12. (1) La Cour a compétence exclusive pour entendre les renvois et les appels portés devant elle sur les questions découlant de l’application de … la Loi de l’impôt sur le revenu dans la mesure où ces lois prévoient un droit de renvoi ou d’appel devant elle.

12. (1) The Court has exclusive original jurisdiction to hear and determine references and appeals to the Court on matters arising under … the Income Tax Act … when references or appeals to the Court are provided for in those Acts.

 

 

 

[27]           Pour comprendre la mission de la Cour canadienne de l’impôt en ce qui a trait aux appels en matière d’impôt sur le revenu, il est utile de commencer par le paragraphe 152(8) de la Loi de l’impôt sur le revenu, qui consacre l’effet juridique d’une cotisation. Ce paragraphe est libellé comme suit :

152. (8) Sous réserve des modifications qui peuvent y être apportées ou de son annulation lors d’une opposition ou d’un appel fait en vertu de la présente partie et sous réserve d’une nouvelle cotisation, une cotisation est réputée être valide et exécutoire malgré toute erreur, tout vice de forme ou toute omission dans cette cotisation ou dans toute procédure s’y rattachant en vertu de la présente loi.

152. (8) An assessment shall, subject to being varied or vacated on an objection or appeal under this Part and subject to a reassessment, be deemed to be valid and binding notwithstanding any error, defect or omission in the assessment or in any proceeding under this Act relating thereto.

 

 

 

[28]           Les paragraphes 165(1) et 169(1) de la Loi de l’impôt sur le revenu accordent au contribuable le droit de s’opposer à une cotisation (il s’agit essentiellement d’un processus administratif) et d’ensuite interjeter appel par la suite à l’encontre de la cotisation devant la Cour canadienne de l’impôt. Ces dispositions se lisent comme suit :

165. (1) Le contribuable qui s’oppose à une cotisation prévue par la présente partie peut signifier au ministre, par écrit, un avis d’opposition exposant les motifs de son opposition et tous les faits pertinents ….

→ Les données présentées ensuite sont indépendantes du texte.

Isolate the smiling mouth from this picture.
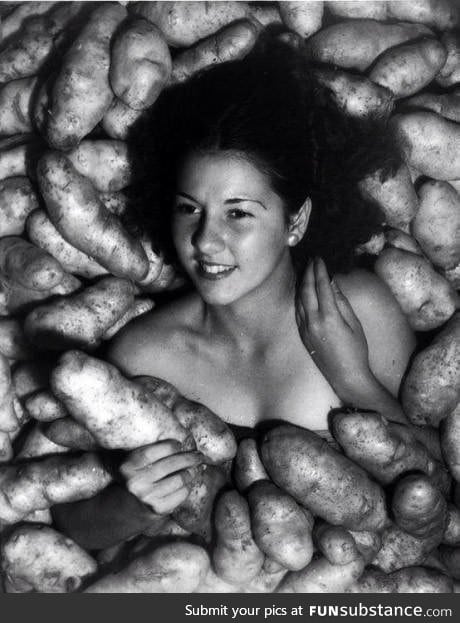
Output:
[197,260,236,281]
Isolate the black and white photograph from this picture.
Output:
[0,0,460,604]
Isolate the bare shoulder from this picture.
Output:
[334,269,415,395]
[106,295,203,376]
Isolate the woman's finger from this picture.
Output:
[120,439,181,477]
[314,258,338,316]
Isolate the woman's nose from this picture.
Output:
[192,214,225,255]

165. (1) A taxpayer who objects to an assessment under this Part may serve on the Minister a notice of objection, in writing, setting out the reasons for the objection and all relevant facts ….

169. (1) Lorsqu’un contribuable a signifié un avis d’opposition à une cotisation, prévu à l’article 165, il peut interjeter appel auprès de la Cour canadienne de l’impôt pour faire annuler ou modifier la cotisation ….

169. (1) Where a taxpayer has served notice of objection to an assessment under section 165, the taxpayer may appeal to the Tax Court of Canada to have the assessment vacated or varied …

 

 

[29]           Le paragraphe 171(1) énonce les manières dont la Cour canadienne de l’impôt peut disposer de l’appel. Il est libellé comme suit :

171. (1) La Cour canadienne de l’impôt peut statuer sur un appel :

a) en le rejetant;

b) en l’admettant et en :

(i) annulant la cotisation,

(ii) modifiant la cotisation,

(iii) déférant la cotisation au ministre pour nouvel examen et nouvelle cotisation.

171. (1) The Tax Court of Canada may dispose of an appeal by

(a) dismissing it; or

(b) allowing it and

(i) vacating the assessment,

(ii) varying the assessment, or

(iii) referring the assessment back to the Minister for reconsideration and reassessment.

 

 

 

[30]           L’article 166 de la Loi de l’impôt sur le revenu limite les motifs en vertu desquels une cotisation d’annulation ou de modification en appel. Il est libellé comme suit :

166. Une cotisation ne peut être annulée ni modifiée lors d’un appel uniquement par suite d’irrégularité, de vice de forme, d’omission ou d’erreur de la part de qui que ce soit dans l’observation d’une disposition simplement directrice de la présente loi.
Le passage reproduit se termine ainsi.